Art Review
“Teen Paranormal Romance”
Through January 17, 2014. 11 a.m.-5 p.m. Tuesdays, Wednesdays, Fridays, Saturdays; 11 a.m.-8 p.m. Thursdays. $5; Free for members. The Atlanta Contemporary Art Center, 535 Means Street, NW. 404-688-1970, www.thecontemporary.org
Bottom line: This group show on the surreal contours of the teenage experience is a mixed bag.
In the gap between the departure of the Atlanta Contemporary Art Center curator Stuart Horodner and the recent announcement of new curator Daniel Fuller, the Contemporary has installed an exhibition organized by well-regarded curator Hamza Walker of the University of Chicago’s Renaissance Society.
Called “Teen Paranormal Romance,” the show name checks the young adult fiction and film genre of works like “The Hunger Games,” “Twilight,” “True Blood” and Harry Potter, that blend teen protagonists and vampires, werewolves, science fiction and sorcery. That supernatural genre reflects — writ large — the intense feelings of rage, desire, rivalry and misunderstanding that can define the teenage years. Something about death matches and blood-sucking somehow seems to fit the teenage experience with its extreme cliques and burgeoning sexuality. Walker has chosen fertile ground to sow here.
Walker’s group show thus seems apropos in a cultural moment when both teenagers and the supernatural seem very much in vogue and in some instances “Teen Paranormal Romance” succeeds very well. But just as often the show delivers bloodless, oblique work that feels awkwardly wedged into the curator’s theme.

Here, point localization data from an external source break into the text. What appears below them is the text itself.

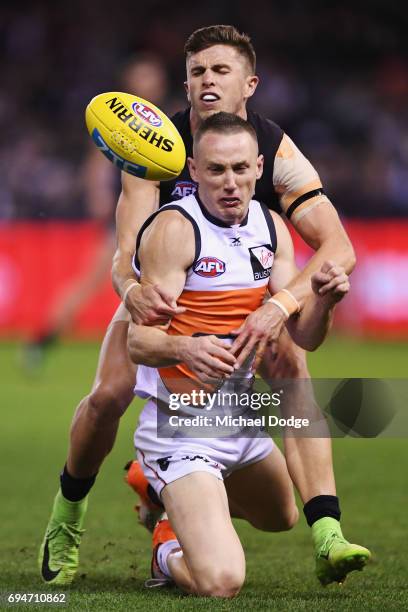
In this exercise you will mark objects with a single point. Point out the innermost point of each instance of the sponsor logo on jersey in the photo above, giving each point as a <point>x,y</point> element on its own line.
<point>147,113</point>
<point>116,159</point>
<point>209,267</point>
<point>183,189</point>
<point>200,458</point>
<point>261,261</point>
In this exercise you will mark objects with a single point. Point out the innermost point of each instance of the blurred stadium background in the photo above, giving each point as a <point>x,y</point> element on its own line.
<point>335,77</point>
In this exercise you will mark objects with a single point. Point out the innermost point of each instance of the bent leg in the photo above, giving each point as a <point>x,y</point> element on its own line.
<point>262,493</point>
<point>309,460</point>
<point>96,420</point>
<point>213,562</point>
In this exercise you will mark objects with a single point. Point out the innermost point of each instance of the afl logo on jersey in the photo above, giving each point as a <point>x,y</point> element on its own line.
<point>147,114</point>
<point>261,261</point>
<point>209,267</point>
<point>183,189</point>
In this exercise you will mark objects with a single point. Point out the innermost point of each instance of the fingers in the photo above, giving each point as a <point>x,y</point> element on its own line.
<point>251,343</point>
<point>330,278</point>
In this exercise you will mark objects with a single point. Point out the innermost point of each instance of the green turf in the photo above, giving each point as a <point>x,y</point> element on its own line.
<point>115,554</point>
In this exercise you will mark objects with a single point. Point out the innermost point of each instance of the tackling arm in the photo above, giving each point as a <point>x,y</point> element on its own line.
<point>167,250</point>
<point>149,305</point>
<point>312,215</point>
<point>309,328</point>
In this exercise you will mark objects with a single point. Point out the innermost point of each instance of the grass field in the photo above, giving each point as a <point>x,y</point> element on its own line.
<point>115,555</point>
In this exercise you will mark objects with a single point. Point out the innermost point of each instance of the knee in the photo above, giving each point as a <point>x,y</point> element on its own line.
<point>225,583</point>
<point>285,521</point>
<point>109,399</point>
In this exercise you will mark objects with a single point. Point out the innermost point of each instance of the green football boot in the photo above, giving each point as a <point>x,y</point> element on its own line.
<point>335,556</point>
<point>59,553</point>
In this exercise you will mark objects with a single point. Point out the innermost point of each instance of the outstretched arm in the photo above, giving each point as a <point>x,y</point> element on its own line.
<point>164,261</point>
<point>149,305</point>
<point>309,328</point>
<point>311,214</point>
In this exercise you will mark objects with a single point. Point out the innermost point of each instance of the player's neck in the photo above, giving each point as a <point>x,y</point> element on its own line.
<point>195,119</point>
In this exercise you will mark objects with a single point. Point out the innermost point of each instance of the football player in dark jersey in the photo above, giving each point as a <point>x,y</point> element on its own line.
<point>220,77</point>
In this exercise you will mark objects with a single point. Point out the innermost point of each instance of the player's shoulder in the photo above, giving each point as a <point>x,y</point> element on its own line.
<point>263,124</point>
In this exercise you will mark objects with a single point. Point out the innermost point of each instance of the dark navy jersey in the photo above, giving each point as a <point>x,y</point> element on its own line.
<point>269,138</point>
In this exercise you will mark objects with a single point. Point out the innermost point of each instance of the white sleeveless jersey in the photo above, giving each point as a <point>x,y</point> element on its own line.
<point>225,283</point>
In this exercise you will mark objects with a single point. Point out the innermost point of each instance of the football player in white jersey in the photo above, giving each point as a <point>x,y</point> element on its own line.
<point>220,66</point>
<point>197,546</point>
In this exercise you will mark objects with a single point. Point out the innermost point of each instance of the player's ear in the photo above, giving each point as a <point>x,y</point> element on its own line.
<point>259,166</point>
<point>192,168</point>
<point>251,83</point>
<point>186,87</point>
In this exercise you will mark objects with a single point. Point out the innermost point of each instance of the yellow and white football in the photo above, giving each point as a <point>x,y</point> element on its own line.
<point>136,136</point>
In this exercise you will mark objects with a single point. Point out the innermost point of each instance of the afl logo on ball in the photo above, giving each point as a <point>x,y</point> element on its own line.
<point>209,267</point>
<point>147,114</point>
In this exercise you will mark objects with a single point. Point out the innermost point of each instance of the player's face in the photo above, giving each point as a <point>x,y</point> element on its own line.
<point>219,79</point>
<point>226,168</point>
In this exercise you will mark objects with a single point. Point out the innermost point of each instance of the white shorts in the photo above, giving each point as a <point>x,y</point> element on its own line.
<point>164,460</point>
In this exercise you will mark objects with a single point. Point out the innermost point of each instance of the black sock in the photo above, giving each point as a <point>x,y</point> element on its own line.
<point>320,506</point>
<point>75,489</point>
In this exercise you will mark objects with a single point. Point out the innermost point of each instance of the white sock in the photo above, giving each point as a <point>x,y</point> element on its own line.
<point>163,554</point>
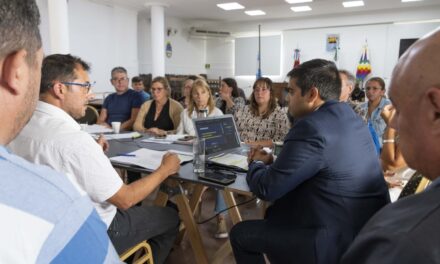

In a group show blending video, sculpture, installation and photography, artists take a variety of different tacks in rendering the heightened sensibility of the teenage moment.`
Anna K.E.’s ”Lucky Weekend” is an interesting distillation of the teenage obsession with fashion and how it can mark one as a member of a specific subculture. On one side of a large wooden facade anchored to the floor with wooden supports hang outfits that suggest certain teen movie archetypes: the artist, the preppy, the raver. On the other side is an abstract artwork in tile that suggests the banal, institutional murals that line high school hallways. Artist Kathryn Andrews’ “Friends and Lovers” shows a similar desire to convey the institutional, sterile, regimented aspects of teenagers’ lives. Her chain-link paddock takes up a large portion of the gallery space, and suggests the fenced off space of a prison yard or high school courtyard. Inside the fence two grinning black bears painted on white concrete walls suggest the ways escape and pleasure can be found even inside confining circumstances.
The paranormal component might not come through in this cerebral group exhibition, even if the show does convey some of the features of the teenage years, specifically the tension between liberation and entrapment and a world of school and rules vying with the abandonment of sex and drinking. Atlanta artist Jill Frank presents a single photograph of a teenager who, based on cues in the image—swimsuit, metal motel balcony and Mardi Gras beads—is enjoying a Spring Break bacchanal. In a strangely elegant, ecstatic gesture, the kid raises a length of rubber tubing to his lips. “Bong” shows what might be, to an outsider, a slightly strange, mysterious gesture and conveys something of the surreal teen experience Walker is after.
The best works in the show play with that sense of confusion and perhaps, a certain fear factor felt by non-teenagers provoked by the very idea of these libidinal, free, exploratory creatures. In the thrillingly hypnotic, surreal video work “Even Pricks” by British artist Ed Atkins—worth the price of admission—a human thumb is the star of this bizarre, sexually suggestive work with the credit sequences of TV reality competition shows. In some ways there is the inference that teenagers, with their close-to-the-surface emotions, sex drives and sense of discovery are the extraterrestrials among us, feared and unknown.